Published online by Cambridge University Press: 23 November 2009
Recent rapid technical advances in genome sequencing (genomics) and protein identification (proteomics) have given rise to research problems that require combined expertise from statistics, biology, computer science, and other fields. The interdisciplinary nature of bioinformatics presents many research challenges related to integrating concepts, methods, software, and multiplatform data. In addition to new tools for investigating biological systems via high-throughput genomic and proteomic measurements, statisticians face many novel methodological research questions generated by such data. The work in this book is dedicated to the development and application of Bayesian statistical methods in the analysis of high-throughput bioinformatics data that arise from problems in medical research, in particular cancer research, and molecular and structural biology. This book does not aim to be comprehensive in all areas of bioinformatics. Rather, it presents a broad overview of statistical inference problems related to three main high-throughput platforms: microarray gene expression, serial analysis gene expression (SAGE), and mass spectrometry proteomic profiles. The book's main focus is on the design, statistical inference, and data analysis, from a Bayesian perspective, of data sets arising from such high-throughput experiments.

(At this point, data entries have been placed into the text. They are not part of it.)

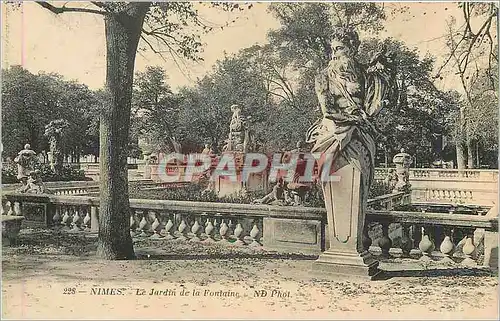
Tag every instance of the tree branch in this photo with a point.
(59, 10)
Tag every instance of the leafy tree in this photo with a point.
(205, 110)
(175, 27)
(473, 56)
(31, 101)
(155, 107)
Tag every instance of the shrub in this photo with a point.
(193, 192)
(68, 173)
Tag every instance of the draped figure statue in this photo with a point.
(349, 94)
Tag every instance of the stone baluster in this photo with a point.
(17, 209)
(217, 222)
(195, 229)
(385, 242)
(94, 219)
(254, 234)
(223, 231)
(86, 220)
(76, 220)
(366, 240)
(209, 228)
(143, 225)
(10, 211)
(230, 229)
(426, 246)
(66, 219)
(182, 229)
(447, 247)
(169, 229)
(133, 223)
(468, 251)
(155, 227)
(416, 232)
(406, 242)
(238, 234)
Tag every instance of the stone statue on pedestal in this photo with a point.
(240, 136)
(54, 131)
(349, 94)
(25, 160)
(403, 162)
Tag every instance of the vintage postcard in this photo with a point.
(249, 160)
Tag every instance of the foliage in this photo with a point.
(154, 107)
(194, 192)
(205, 110)
(68, 173)
(306, 27)
(30, 102)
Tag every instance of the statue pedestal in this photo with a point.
(344, 201)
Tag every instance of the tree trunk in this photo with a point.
(470, 154)
(460, 156)
(478, 160)
(123, 30)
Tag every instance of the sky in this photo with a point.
(73, 44)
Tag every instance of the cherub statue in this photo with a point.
(34, 184)
(25, 160)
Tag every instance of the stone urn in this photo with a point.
(403, 162)
(11, 225)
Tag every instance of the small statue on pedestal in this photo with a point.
(403, 162)
(277, 196)
(350, 94)
(34, 184)
(25, 160)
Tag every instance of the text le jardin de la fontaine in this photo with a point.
(182, 292)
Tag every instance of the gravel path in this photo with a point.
(217, 282)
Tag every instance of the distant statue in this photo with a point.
(54, 131)
(206, 150)
(176, 145)
(240, 136)
(391, 180)
(26, 160)
(34, 184)
(349, 95)
(403, 162)
(276, 197)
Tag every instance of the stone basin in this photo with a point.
(11, 225)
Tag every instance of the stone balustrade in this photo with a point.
(452, 238)
(488, 175)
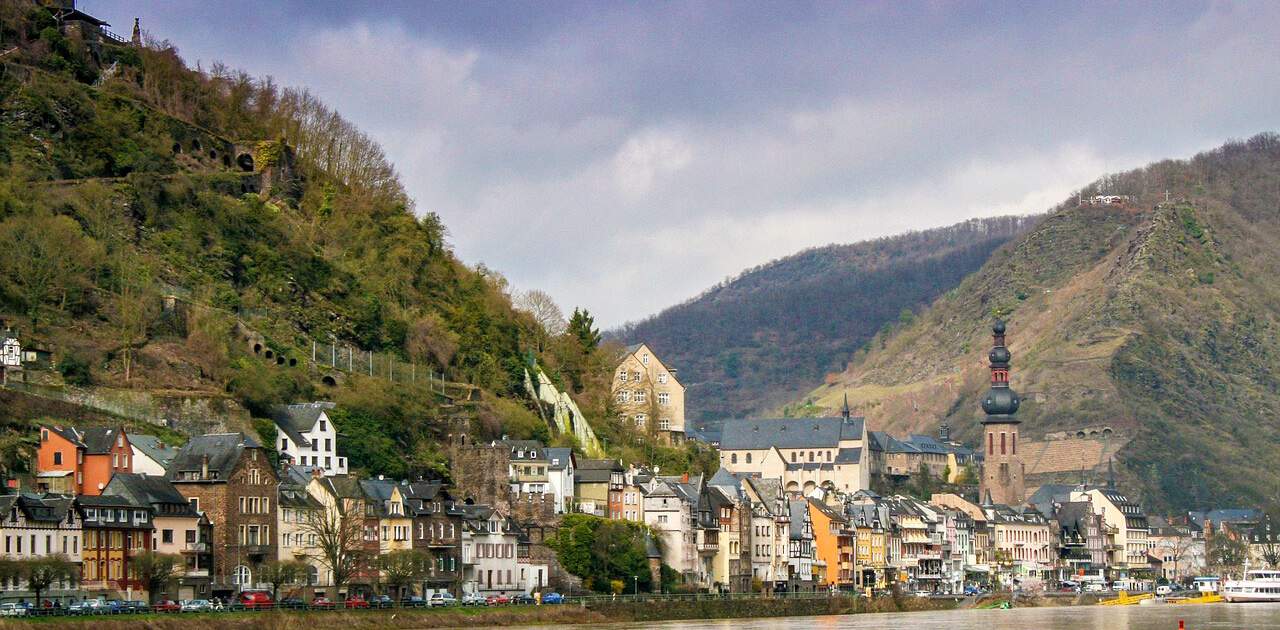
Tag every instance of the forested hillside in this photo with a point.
(755, 342)
(131, 183)
(1157, 316)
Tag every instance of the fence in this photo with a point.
(348, 359)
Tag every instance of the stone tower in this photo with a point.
(1002, 471)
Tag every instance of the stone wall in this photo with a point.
(190, 412)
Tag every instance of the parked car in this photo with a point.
(12, 610)
(136, 607)
(167, 606)
(254, 599)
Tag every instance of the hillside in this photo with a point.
(196, 247)
(1153, 318)
(753, 343)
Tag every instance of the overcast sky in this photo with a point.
(626, 156)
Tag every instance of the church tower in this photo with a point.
(1002, 469)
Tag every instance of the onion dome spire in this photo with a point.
(1000, 400)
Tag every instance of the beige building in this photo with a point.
(804, 452)
(648, 396)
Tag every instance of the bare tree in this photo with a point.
(135, 306)
(339, 543)
(544, 310)
(403, 567)
(279, 573)
(41, 574)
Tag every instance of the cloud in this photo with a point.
(625, 158)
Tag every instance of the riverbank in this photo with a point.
(598, 612)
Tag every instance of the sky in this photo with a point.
(625, 156)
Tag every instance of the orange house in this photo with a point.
(832, 543)
(73, 461)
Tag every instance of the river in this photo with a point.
(1068, 617)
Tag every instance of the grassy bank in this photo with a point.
(503, 616)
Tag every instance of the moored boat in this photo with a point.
(1257, 585)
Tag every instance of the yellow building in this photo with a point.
(871, 544)
(648, 396)
(833, 543)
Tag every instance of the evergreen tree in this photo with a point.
(581, 328)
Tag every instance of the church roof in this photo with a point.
(748, 434)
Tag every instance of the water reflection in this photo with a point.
(1124, 617)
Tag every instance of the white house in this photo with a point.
(489, 548)
(560, 476)
(306, 437)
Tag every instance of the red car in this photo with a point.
(255, 599)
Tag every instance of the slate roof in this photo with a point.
(1047, 494)
(297, 419)
(561, 455)
(222, 448)
(849, 455)
(749, 434)
(149, 489)
(99, 439)
(595, 471)
(155, 448)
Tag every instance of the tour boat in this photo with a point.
(1256, 587)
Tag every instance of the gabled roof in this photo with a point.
(155, 448)
(67, 433)
(746, 434)
(222, 450)
(560, 457)
(293, 420)
(100, 439)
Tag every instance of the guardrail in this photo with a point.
(584, 601)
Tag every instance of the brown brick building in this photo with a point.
(229, 479)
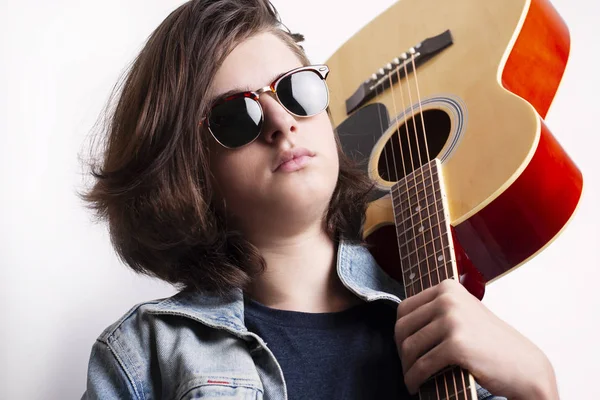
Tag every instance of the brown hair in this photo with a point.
(152, 180)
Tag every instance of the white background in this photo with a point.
(61, 284)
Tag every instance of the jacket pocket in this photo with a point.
(222, 388)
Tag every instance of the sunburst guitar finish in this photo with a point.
(480, 87)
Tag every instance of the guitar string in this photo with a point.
(382, 129)
(427, 157)
(413, 51)
(404, 165)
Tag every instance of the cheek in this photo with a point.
(232, 172)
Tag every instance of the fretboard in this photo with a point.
(427, 258)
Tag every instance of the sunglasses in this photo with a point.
(237, 120)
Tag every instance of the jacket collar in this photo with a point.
(356, 268)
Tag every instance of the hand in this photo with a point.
(445, 325)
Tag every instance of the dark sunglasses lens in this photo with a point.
(236, 122)
(303, 93)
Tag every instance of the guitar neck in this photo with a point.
(427, 258)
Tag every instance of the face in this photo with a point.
(260, 194)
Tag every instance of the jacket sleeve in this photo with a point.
(107, 378)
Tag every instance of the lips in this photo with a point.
(293, 159)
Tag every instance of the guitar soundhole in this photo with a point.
(394, 163)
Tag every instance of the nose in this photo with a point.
(279, 124)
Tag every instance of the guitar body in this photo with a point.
(482, 100)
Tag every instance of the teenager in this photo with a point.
(222, 174)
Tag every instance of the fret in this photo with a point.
(427, 258)
(414, 189)
(410, 189)
(407, 215)
(426, 275)
(423, 234)
(447, 384)
(409, 248)
(421, 199)
(433, 261)
(413, 260)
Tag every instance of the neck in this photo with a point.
(301, 274)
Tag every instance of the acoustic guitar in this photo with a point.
(443, 104)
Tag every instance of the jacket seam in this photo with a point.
(130, 377)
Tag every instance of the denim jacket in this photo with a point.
(196, 346)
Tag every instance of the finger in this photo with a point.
(421, 342)
(438, 358)
(412, 303)
(408, 324)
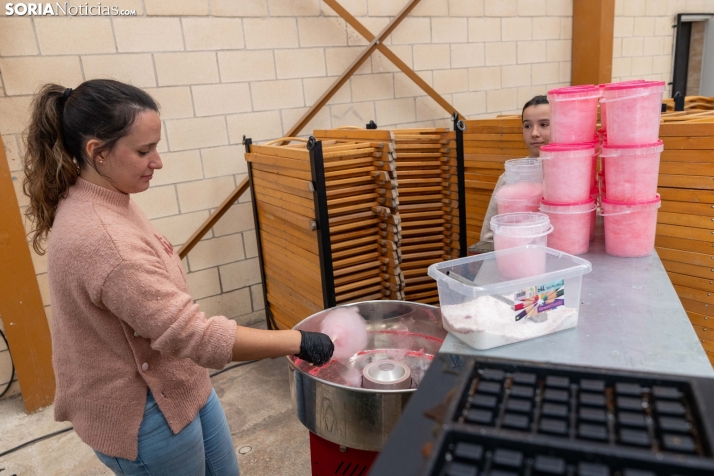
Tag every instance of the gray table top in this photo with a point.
(630, 319)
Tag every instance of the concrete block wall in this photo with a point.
(644, 37)
(222, 69)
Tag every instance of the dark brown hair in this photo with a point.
(535, 101)
(62, 122)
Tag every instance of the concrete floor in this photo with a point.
(268, 437)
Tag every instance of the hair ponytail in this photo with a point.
(49, 168)
(62, 122)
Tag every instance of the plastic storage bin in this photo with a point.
(519, 229)
(523, 187)
(633, 112)
(485, 309)
(632, 171)
(572, 224)
(573, 113)
(567, 170)
(630, 227)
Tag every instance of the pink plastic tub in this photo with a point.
(573, 113)
(630, 227)
(595, 196)
(567, 170)
(520, 229)
(571, 225)
(633, 112)
(523, 188)
(603, 107)
(632, 171)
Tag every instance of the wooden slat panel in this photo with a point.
(687, 257)
(694, 295)
(693, 282)
(686, 195)
(685, 232)
(700, 320)
(681, 219)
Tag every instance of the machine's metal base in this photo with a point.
(328, 458)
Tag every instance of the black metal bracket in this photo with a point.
(459, 128)
(317, 165)
(269, 319)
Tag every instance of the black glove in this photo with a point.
(316, 348)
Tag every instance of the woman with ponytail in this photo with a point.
(130, 347)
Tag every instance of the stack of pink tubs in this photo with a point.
(630, 161)
(569, 168)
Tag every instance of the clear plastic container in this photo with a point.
(573, 113)
(633, 112)
(567, 170)
(523, 187)
(632, 171)
(571, 225)
(512, 230)
(630, 227)
(485, 309)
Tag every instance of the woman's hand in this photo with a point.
(316, 348)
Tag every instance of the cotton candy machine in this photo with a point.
(351, 405)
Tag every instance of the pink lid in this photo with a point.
(644, 203)
(554, 147)
(631, 149)
(574, 208)
(586, 88)
(633, 84)
(571, 204)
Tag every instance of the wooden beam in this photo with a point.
(375, 41)
(215, 216)
(593, 28)
(389, 54)
(21, 308)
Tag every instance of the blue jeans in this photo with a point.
(203, 448)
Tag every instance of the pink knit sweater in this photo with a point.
(122, 321)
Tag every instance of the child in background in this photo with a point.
(536, 133)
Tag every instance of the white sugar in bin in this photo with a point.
(484, 309)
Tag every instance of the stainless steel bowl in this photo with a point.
(329, 402)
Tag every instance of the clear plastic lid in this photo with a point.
(520, 224)
(586, 206)
(523, 170)
(635, 149)
(482, 270)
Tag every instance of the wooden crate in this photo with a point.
(487, 143)
(319, 212)
(685, 223)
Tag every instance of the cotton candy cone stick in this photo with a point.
(347, 330)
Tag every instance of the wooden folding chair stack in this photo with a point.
(319, 216)
(685, 223)
(488, 143)
(389, 235)
(427, 181)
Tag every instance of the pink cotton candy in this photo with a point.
(630, 228)
(632, 172)
(571, 232)
(347, 329)
(566, 175)
(633, 112)
(519, 197)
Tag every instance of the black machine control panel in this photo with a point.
(483, 416)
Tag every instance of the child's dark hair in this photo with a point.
(62, 122)
(536, 101)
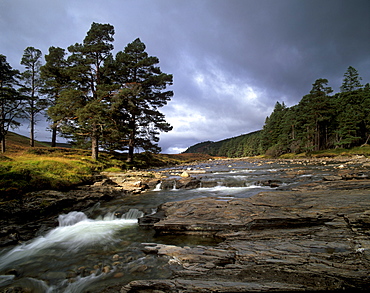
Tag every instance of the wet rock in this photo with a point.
(185, 174)
(332, 178)
(311, 240)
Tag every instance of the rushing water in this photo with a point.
(101, 247)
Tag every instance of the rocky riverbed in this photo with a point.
(313, 238)
(300, 237)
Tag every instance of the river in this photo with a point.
(101, 247)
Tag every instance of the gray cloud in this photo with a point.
(231, 59)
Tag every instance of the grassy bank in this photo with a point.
(24, 169)
(339, 152)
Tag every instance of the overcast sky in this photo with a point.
(232, 60)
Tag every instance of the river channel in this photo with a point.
(101, 247)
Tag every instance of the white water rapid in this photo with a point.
(75, 232)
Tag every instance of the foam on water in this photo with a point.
(69, 236)
(227, 190)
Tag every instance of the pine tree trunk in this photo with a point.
(3, 145)
(53, 136)
(94, 144)
(131, 143)
(32, 131)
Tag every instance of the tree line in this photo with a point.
(321, 120)
(90, 96)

Chapter 1 provides a detailed introduction to the three main data platforms and sets the scene for subsequent methodology chapters. This chapter is mainly aimed at nonbiologists and covers elementary biological concepts, details the unique measurement technology with associated idiosyncrasies for the different platforms, and generates an overall outline of issues that statistical methodology can address.
Subsequent chapters focus on specific methodology developments and are grouped approximately by the main bioinformatics platform, with several chapters discussing the integration of at least two platforms.